Will Uganda be selling oil by 2020?

Saturday September 03 2016

A tentative roadmap suggests that actual oil production is set for 2022, but the Ugandan government insists that first oil is possible in 2020. TEA GRAPHIC | NATION MEDIA GROUP

On August 30, Uganda handed Tullow Oil plc and Total E&P eight production licences in a move to pick up the pace in commercialising the vast petroleum reserves in the Albertine basin.

But, observers say, while the issuance of licences is a major step forward, a lot still needs to be done to realise actual production.

These processes, experts warn, may not necessarily fit into President Yoweri Museveni’s plans to have oil flowing by 2018 for early production and 2020 for full production, a reality that potentially has a direct impact on political dynamics in the country.

The licensed areas contain 5.4 billion barrels of crude in place out of the overall discovery volume of 6.5 billion barrels. The fields, however, will not come on stream at the same time.

“The granting of production licences now paves the way for the joint venture partners and other stakeholders to consider significant long-term capital and infrastructure investments in Uganda,” said a joint statement by the partners.

The companies estimate that they will invest over $10 billion, an amount a fourth higher than the government’s estimate of $8 billion. So far the companies say they have invested over $2 billion since the farm down in 2012. British firm Tullow Oil Plc made $2.9 billion in the farmdown to Total E&P and China National Offshore Oil Company (CNOOC).  
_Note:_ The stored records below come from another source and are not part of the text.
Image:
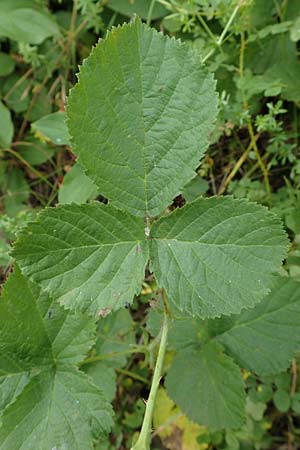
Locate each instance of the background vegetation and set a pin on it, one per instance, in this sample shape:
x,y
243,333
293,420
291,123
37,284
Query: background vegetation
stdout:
x,y
252,46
A tentative roadmap suggests that actual production is set for 2022, but the government insists that first oil is possible in 2020.

“The companies are expected to work towards reaching final investment decision within 18 months after issuance of the production licenses and first oil production in the year 2020,” said Irene Muloni, Energy and Mineral Development Minister.
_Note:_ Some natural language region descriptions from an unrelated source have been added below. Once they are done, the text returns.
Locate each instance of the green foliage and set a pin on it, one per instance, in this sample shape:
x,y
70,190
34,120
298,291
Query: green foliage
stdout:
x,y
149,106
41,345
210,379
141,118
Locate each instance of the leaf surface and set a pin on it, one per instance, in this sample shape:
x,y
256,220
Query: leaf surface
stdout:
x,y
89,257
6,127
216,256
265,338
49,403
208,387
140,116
Total operates Block 1 while Tullow operates Block 2 and CNOOC Block 3A.  Each partner owns 33.3 per cent in each block. CNOOC was issued with a production licence for one field in 2013. The government will own 15 per cent shares in the oil blocks.
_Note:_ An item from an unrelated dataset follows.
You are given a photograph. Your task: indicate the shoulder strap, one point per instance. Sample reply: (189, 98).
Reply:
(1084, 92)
READ: Uganda issues 8 production licences to Tullow Oil, Total

In a tweet in June 2015, President Museveni said, “When our oil starts flowing in 2018, or if we can get funding that is not borrowing, we shall build additional electricity generating capacity.” He repeated it in his State of the Nation address in June 2016.

Museveni, who during the campaigns termed it “my oil,” pegged the growth and development of the economy and ultimate improvement in livelihoods and service delivery to oil revenues.

The 2018 deadline therefore has been interpreted as a desperate move to deliver the oil ahead of the next major election in 2021, an important timeline for the fortunes of the ruling party and its chairman, President Museveni.

“That statement would have added to a string of political promises creating an imagery of hope among the people that oil production will turn around their fortunes. It will instead be a debacle when 2018 comes and there is no oil,” said Crispy Kaheru, co-ordinator of citizens Coalition for Electoral Democracy in Uganda. 

The oil project is expected to play a key role in the coming elections partly because Museveni’s government is banking on the petrodollars to fund several ambitious projects running into billions of dollars in its push for transformation. The government has set a target of 2020 for the country to attain middle-income status.

Little to no actual work has begun on key infrastructure for oil production.

Uganda’s geographical location makes it difficult to start production without fixing the necessary infrastructure. Comparing Uganda to Ghana that discovered oil almost at the same time, Tullow explained that the latter enjoys the advantage of being an offshore well where oil is shipped to international markets from the drill site.

Need for a pipeline

Uganda, like DRC, Ethiopia and Rwanda, is a landlocked country with no easy access to the sea, implying that the oil will have to be transported to Tanga port in Tanzania through a pipeline.

Owing to the waxy nature of Uganda’s oil, the pipeline will need to be heated, which calls for a steady supply of electricity at all times.

The road and railway networks required are a cross-border issue- requiring Uganda to work closely with neighbours — Kenya to the east and Tanzania to the south —to fix the necessary infrastructure.  Although Uganda is working on the roads, the workload remains enormous as it needs to revive the rail system all the way to Pakwach, west of the Nile.

In an earlier interview, Total E&P told The EastAfrican that the equipment needed for establishing both the upstream and downstream infrastructure would weigh one million tonnes, signifying the need for a rail system and modern highways for transportation.

On top of that, the public should expect an increase in traffic flow by 10 per cent on the highways all the way from the port. Given an interrupted flow of work, the companies said they require 36 months to go through the concession leading to actual production, on top of the 18 months needed to make final investment decisions.

In coming months, the companies will be making detailed technical, environmental and social studies. Upon completion, they will then make a final investment decision.

When that has been done, a detailed engineering and construction of infrastructure will start and that is what will lead to first oil.

“The oil companies and the government of Uganda will have to collaborate very closely to achieve first oil as soon as possible,” said Ahlem Friga-Noy, Total’s corporate affairs manager.